Oregon's distance medley relay held off Villanova by a tenth of a second in 9:32.08 to win the closest men's DMR in Penn Relays history at Franklin Field on Friday night, the first time since 2012 that the top two finishers were separated by less than three-tenths and the closest top-two split this century. North Carolina's women's quartet set a new collegiate record of 10:36.82 in their own DMR final 24 hours later, capping a record-rich opening weekend of the outdoor track season's biggest collegiate stage.

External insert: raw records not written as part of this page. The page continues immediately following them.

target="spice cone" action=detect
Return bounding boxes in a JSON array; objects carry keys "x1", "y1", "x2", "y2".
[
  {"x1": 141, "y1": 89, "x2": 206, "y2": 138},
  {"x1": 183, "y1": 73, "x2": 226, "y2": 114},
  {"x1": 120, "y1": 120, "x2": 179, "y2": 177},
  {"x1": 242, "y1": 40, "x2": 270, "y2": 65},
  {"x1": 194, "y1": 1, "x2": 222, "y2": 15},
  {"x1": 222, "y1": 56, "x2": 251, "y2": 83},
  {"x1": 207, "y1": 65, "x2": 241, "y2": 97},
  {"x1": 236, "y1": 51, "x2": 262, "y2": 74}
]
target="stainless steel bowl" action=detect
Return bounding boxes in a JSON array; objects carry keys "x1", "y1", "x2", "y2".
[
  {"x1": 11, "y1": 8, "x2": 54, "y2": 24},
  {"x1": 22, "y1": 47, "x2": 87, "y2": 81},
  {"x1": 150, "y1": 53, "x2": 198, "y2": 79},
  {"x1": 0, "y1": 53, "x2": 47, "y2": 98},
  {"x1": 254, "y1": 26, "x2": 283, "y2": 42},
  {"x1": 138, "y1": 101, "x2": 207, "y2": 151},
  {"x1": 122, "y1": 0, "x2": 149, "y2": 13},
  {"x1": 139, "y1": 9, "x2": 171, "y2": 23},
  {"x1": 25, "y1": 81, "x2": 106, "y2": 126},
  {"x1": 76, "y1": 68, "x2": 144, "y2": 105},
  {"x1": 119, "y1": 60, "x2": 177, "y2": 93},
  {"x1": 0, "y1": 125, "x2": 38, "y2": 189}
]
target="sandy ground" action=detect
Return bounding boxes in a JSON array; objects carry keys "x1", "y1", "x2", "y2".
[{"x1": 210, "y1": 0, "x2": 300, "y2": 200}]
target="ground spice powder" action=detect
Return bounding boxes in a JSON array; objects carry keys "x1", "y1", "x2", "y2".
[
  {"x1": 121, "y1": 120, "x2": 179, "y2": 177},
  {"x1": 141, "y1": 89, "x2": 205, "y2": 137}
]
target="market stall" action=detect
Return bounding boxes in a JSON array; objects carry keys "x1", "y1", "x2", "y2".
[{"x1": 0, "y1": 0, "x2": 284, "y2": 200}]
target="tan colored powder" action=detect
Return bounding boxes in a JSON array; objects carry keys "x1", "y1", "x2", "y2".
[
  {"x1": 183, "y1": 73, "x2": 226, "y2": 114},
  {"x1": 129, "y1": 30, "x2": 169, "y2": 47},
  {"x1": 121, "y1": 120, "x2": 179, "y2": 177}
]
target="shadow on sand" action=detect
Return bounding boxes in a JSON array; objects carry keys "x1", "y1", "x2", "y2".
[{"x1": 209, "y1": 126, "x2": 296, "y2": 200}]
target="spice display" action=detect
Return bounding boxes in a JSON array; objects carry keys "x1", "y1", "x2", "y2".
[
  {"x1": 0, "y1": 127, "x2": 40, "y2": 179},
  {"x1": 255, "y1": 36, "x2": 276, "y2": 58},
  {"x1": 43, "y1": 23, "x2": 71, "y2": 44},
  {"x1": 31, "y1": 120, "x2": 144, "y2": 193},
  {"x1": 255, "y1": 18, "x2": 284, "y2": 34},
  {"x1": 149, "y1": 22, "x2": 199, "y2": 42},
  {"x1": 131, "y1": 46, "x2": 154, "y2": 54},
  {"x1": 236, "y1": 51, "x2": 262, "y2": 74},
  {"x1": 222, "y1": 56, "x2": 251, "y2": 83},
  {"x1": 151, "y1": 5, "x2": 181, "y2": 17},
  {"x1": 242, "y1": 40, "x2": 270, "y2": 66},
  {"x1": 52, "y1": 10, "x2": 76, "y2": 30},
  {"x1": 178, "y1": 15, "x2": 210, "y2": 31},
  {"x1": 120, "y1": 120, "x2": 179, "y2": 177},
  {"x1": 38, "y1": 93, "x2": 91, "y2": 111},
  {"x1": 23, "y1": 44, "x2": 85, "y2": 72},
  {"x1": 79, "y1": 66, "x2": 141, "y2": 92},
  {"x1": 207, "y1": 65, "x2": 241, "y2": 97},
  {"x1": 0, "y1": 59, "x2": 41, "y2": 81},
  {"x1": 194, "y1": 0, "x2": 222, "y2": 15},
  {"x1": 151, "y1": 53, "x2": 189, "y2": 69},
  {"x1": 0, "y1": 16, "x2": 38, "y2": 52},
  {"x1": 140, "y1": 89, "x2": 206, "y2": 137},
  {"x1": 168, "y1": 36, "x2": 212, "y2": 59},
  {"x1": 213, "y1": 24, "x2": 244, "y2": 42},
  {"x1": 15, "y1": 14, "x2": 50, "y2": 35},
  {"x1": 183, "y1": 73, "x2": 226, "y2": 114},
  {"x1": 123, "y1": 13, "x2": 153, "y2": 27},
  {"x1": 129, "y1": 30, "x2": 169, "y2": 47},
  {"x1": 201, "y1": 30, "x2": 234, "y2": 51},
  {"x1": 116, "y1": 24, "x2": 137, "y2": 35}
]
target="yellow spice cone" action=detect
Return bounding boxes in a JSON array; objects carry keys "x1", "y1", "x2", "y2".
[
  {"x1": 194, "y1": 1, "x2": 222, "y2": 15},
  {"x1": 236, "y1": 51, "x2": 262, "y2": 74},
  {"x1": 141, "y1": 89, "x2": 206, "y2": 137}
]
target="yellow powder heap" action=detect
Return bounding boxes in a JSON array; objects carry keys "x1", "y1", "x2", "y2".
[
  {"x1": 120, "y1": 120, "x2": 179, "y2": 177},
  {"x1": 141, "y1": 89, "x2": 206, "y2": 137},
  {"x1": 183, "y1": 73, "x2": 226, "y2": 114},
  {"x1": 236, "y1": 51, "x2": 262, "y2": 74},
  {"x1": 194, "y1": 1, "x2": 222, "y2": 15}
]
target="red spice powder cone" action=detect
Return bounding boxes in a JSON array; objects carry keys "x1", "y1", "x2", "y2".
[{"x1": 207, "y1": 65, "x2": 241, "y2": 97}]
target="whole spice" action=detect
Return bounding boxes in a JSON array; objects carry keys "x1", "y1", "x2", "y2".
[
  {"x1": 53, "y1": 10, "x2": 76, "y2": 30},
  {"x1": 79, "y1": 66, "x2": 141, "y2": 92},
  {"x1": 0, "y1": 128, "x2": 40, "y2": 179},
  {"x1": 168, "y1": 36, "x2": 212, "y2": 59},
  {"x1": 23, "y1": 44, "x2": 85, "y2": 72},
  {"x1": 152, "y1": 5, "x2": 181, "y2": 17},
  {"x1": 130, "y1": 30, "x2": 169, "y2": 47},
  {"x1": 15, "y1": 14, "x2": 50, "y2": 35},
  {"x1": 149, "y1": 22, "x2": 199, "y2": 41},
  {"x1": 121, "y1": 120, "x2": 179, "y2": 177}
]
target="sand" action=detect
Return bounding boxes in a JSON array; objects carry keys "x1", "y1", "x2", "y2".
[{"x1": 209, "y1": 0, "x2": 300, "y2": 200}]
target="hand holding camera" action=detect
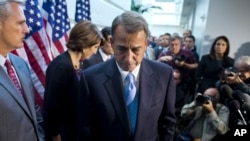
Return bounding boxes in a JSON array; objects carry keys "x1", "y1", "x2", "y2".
[
  {"x1": 173, "y1": 55, "x2": 186, "y2": 66},
  {"x1": 195, "y1": 93, "x2": 214, "y2": 112},
  {"x1": 224, "y1": 67, "x2": 241, "y2": 84}
]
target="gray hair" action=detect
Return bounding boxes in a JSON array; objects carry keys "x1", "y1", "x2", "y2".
[
  {"x1": 111, "y1": 11, "x2": 149, "y2": 38},
  {"x1": 234, "y1": 56, "x2": 250, "y2": 70},
  {"x1": 0, "y1": 0, "x2": 25, "y2": 21}
]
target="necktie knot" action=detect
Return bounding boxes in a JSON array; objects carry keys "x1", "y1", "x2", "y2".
[
  {"x1": 4, "y1": 59, "x2": 11, "y2": 68},
  {"x1": 127, "y1": 73, "x2": 135, "y2": 83},
  {"x1": 4, "y1": 59, "x2": 23, "y2": 96},
  {"x1": 125, "y1": 73, "x2": 136, "y2": 105}
]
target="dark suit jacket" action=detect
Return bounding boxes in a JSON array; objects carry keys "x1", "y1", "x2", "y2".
[
  {"x1": 196, "y1": 55, "x2": 234, "y2": 93},
  {"x1": 0, "y1": 53, "x2": 44, "y2": 141},
  {"x1": 43, "y1": 51, "x2": 79, "y2": 141},
  {"x1": 80, "y1": 58, "x2": 176, "y2": 141}
]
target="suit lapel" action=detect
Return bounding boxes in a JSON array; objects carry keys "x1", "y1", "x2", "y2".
[
  {"x1": 104, "y1": 59, "x2": 131, "y2": 134},
  {"x1": 9, "y1": 55, "x2": 35, "y2": 117}
]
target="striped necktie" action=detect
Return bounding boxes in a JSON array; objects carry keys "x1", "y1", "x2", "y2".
[
  {"x1": 125, "y1": 73, "x2": 138, "y2": 134},
  {"x1": 4, "y1": 59, "x2": 23, "y2": 96}
]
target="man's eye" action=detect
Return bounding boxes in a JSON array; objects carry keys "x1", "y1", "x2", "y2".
[{"x1": 132, "y1": 48, "x2": 140, "y2": 52}]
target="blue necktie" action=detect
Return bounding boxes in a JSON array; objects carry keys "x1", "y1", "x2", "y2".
[{"x1": 125, "y1": 73, "x2": 138, "y2": 134}]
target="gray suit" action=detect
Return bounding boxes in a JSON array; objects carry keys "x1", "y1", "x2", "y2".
[{"x1": 0, "y1": 54, "x2": 43, "y2": 141}]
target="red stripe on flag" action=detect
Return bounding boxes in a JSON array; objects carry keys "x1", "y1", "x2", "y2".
[
  {"x1": 34, "y1": 88, "x2": 43, "y2": 107},
  {"x1": 54, "y1": 40, "x2": 65, "y2": 53}
]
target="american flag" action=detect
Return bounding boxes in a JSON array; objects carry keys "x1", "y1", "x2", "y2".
[
  {"x1": 42, "y1": 0, "x2": 70, "y2": 57},
  {"x1": 13, "y1": 0, "x2": 52, "y2": 106},
  {"x1": 75, "y1": 0, "x2": 91, "y2": 22}
]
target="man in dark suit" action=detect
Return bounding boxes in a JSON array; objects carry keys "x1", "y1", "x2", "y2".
[
  {"x1": 80, "y1": 11, "x2": 176, "y2": 141},
  {"x1": 0, "y1": 0, "x2": 44, "y2": 141},
  {"x1": 85, "y1": 26, "x2": 114, "y2": 69}
]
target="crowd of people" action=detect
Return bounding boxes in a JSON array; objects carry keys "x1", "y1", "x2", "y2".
[{"x1": 0, "y1": 0, "x2": 250, "y2": 141}]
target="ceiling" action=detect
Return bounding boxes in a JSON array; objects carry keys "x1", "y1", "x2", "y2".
[
  {"x1": 180, "y1": 0, "x2": 196, "y2": 25},
  {"x1": 142, "y1": 0, "x2": 196, "y2": 27}
]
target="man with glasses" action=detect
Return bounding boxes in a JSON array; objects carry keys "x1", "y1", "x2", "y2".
[{"x1": 178, "y1": 88, "x2": 229, "y2": 141}]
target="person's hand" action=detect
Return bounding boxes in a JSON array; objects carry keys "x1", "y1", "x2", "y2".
[
  {"x1": 224, "y1": 70, "x2": 242, "y2": 84},
  {"x1": 194, "y1": 93, "x2": 202, "y2": 106},
  {"x1": 158, "y1": 55, "x2": 173, "y2": 62},
  {"x1": 202, "y1": 100, "x2": 214, "y2": 113},
  {"x1": 174, "y1": 60, "x2": 185, "y2": 67}
]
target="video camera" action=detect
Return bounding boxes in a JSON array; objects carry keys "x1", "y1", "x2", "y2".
[
  {"x1": 195, "y1": 95, "x2": 213, "y2": 106},
  {"x1": 173, "y1": 55, "x2": 186, "y2": 62},
  {"x1": 225, "y1": 67, "x2": 238, "y2": 76}
]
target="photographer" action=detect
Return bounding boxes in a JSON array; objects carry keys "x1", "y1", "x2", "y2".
[
  {"x1": 181, "y1": 88, "x2": 229, "y2": 141},
  {"x1": 158, "y1": 36, "x2": 198, "y2": 101},
  {"x1": 217, "y1": 56, "x2": 250, "y2": 126}
]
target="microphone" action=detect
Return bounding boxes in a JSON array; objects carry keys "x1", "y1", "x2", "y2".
[
  {"x1": 242, "y1": 102, "x2": 250, "y2": 113},
  {"x1": 232, "y1": 90, "x2": 249, "y2": 105},
  {"x1": 230, "y1": 100, "x2": 247, "y2": 125}
]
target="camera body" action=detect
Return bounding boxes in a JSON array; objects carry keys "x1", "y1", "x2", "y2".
[
  {"x1": 225, "y1": 67, "x2": 238, "y2": 76},
  {"x1": 174, "y1": 55, "x2": 186, "y2": 62},
  {"x1": 195, "y1": 95, "x2": 212, "y2": 106}
]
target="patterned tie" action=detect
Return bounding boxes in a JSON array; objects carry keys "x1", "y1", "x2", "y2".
[
  {"x1": 4, "y1": 59, "x2": 23, "y2": 96},
  {"x1": 125, "y1": 73, "x2": 138, "y2": 134}
]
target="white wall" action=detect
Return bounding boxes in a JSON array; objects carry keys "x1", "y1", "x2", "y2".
[
  {"x1": 194, "y1": 0, "x2": 250, "y2": 59},
  {"x1": 149, "y1": 25, "x2": 184, "y2": 37},
  {"x1": 66, "y1": 0, "x2": 131, "y2": 28},
  {"x1": 66, "y1": 0, "x2": 184, "y2": 36}
]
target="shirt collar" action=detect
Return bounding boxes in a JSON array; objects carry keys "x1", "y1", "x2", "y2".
[
  {"x1": 98, "y1": 48, "x2": 110, "y2": 61},
  {"x1": 116, "y1": 61, "x2": 141, "y2": 83}
]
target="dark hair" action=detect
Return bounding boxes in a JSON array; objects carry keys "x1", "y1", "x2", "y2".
[
  {"x1": 101, "y1": 26, "x2": 111, "y2": 40},
  {"x1": 185, "y1": 35, "x2": 195, "y2": 42},
  {"x1": 210, "y1": 35, "x2": 230, "y2": 59},
  {"x1": 170, "y1": 36, "x2": 182, "y2": 42},
  {"x1": 111, "y1": 11, "x2": 150, "y2": 39},
  {"x1": 163, "y1": 33, "x2": 171, "y2": 37},
  {"x1": 66, "y1": 20, "x2": 103, "y2": 52}
]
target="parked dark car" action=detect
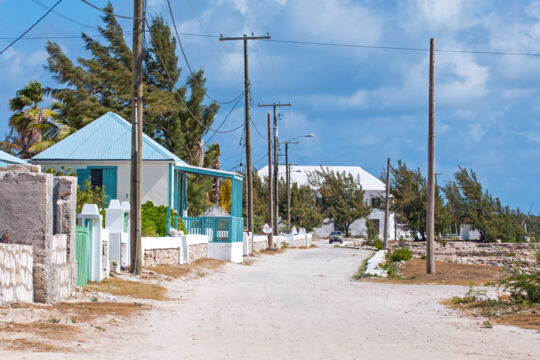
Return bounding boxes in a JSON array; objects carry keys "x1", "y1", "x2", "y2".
[{"x1": 330, "y1": 231, "x2": 343, "y2": 244}]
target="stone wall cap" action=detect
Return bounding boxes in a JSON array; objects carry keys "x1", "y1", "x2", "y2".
[{"x1": 79, "y1": 204, "x2": 99, "y2": 217}]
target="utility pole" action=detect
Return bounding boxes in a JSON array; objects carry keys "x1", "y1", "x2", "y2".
[
  {"x1": 268, "y1": 113, "x2": 274, "y2": 249},
  {"x1": 259, "y1": 102, "x2": 291, "y2": 235},
  {"x1": 130, "y1": 0, "x2": 144, "y2": 275},
  {"x1": 219, "y1": 34, "x2": 270, "y2": 255},
  {"x1": 426, "y1": 38, "x2": 435, "y2": 274},
  {"x1": 383, "y1": 158, "x2": 395, "y2": 249}
]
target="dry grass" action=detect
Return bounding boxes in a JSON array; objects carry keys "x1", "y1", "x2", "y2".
[
  {"x1": 297, "y1": 244, "x2": 318, "y2": 250},
  {"x1": 368, "y1": 260, "x2": 505, "y2": 286},
  {"x1": 443, "y1": 297, "x2": 540, "y2": 332},
  {"x1": 148, "y1": 259, "x2": 227, "y2": 279},
  {"x1": 85, "y1": 278, "x2": 168, "y2": 300},
  {"x1": 7, "y1": 339, "x2": 73, "y2": 353},
  {"x1": 55, "y1": 302, "x2": 150, "y2": 323},
  {"x1": 0, "y1": 302, "x2": 149, "y2": 352},
  {"x1": 259, "y1": 247, "x2": 290, "y2": 255}
]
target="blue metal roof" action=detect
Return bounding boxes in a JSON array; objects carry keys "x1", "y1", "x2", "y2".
[
  {"x1": 32, "y1": 112, "x2": 187, "y2": 165},
  {"x1": 0, "y1": 150, "x2": 28, "y2": 165}
]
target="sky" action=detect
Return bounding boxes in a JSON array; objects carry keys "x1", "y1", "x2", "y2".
[{"x1": 0, "y1": 0, "x2": 540, "y2": 214}]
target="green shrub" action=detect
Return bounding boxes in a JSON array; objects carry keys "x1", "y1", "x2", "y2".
[
  {"x1": 141, "y1": 201, "x2": 186, "y2": 237},
  {"x1": 498, "y1": 268, "x2": 540, "y2": 303},
  {"x1": 388, "y1": 248, "x2": 412, "y2": 262}
]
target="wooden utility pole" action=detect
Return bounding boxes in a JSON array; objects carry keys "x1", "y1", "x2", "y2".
[
  {"x1": 268, "y1": 113, "x2": 274, "y2": 249},
  {"x1": 219, "y1": 34, "x2": 270, "y2": 255},
  {"x1": 383, "y1": 158, "x2": 390, "y2": 249},
  {"x1": 259, "y1": 102, "x2": 291, "y2": 235},
  {"x1": 130, "y1": 0, "x2": 144, "y2": 275},
  {"x1": 285, "y1": 142, "x2": 291, "y2": 234},
  {"x1": 426, "y1": 38, "x2": 435, "y2": 274}
]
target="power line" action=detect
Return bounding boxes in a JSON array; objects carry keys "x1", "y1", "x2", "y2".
[
  {"x1": 0, "y1": 24, "x2": 540, "y2": 57},
  {"x1": 0, "y1": 0, "x2": 62, "y2": 55},
  {"x1": 181, "y1": 0, "x2": 240, "y2": 81},
  {"x1": 144, "y1": 18, "x2": 242, "y2": 134},
  {"x1": 81, "y1": 0, "x2": 133, "y2": 20},
  {"x1": 268, "y1": 39, "x2": 540, "y2": 56},
  {"x1": 250, "y1": 119, "x2": 266, "y2": 141},
  {"x1": 163, "y1": 0, "x2": 243, "y2": 105},
  {"x1": 206, "y1": 97, "x2": 244, "y2": 143},
  {"x1": 32, "y1": 0, "x2": 97, "y2": 30}
]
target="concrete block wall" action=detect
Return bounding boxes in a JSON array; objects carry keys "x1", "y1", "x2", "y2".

The Oregon anchor was sophomore Simeon Birnbaum, the former Foot Locker national champion, who took a six-metre deficit into the final lap and reeled in Villanova's Ben Connor down the home straight. Birnbaum's 4:00.6 split off a flying baton was the fastest 1600 leg in the meet by more than a second. Connor's 4:01.4 — fast in any other year — was not enough as Villanova fell short of completing what would have been a third consecutive Penn Relays DMR title.

Virginia took third in 9:33.13, with American (9:33.41) and Michigan (9:33.82) rounding out a top five all under the previous Penn Relays meet record. Five teams under the old record was a new outdoor benchmark and underlined how deep American collegiate distance running has become heading into the NCAA outdoor championship in Eugene. Oregon coach Robert Johnson said the team raced "like they were owed something" after dropping a baton in the same race twelve months earlier.

North Carolina's women set the NCAA's all-time DMR record on Saturday morning with a 10:36.82, lowering the 10:42.06 the Tar Heels themselves ran two years ago. Anchor Makayla Paige split 4:25.6 in the 1600 to break clear of Stanford and Notre Dame, who finished second and third in 10:41.10 and 10:42.04 respectively. All three teams ran inside the previous record. "It's a deeper event than the men's right now," said Tar Heel head coach Chris Miltenberg.

The 130th Penn Relays drew a Saturday crowd of 47,318 across both the championship of America and high-school sessions, the second-highest single-day attendance in the meet's history. Texas A&M's 4×400 victory in 3:01.59 closed the championship of America programme, with the women's race going to LSU in 3:25.78 — the third-fastest time ever run at the meet. Field and high-school records also fell across the long jump, javelin and shot put.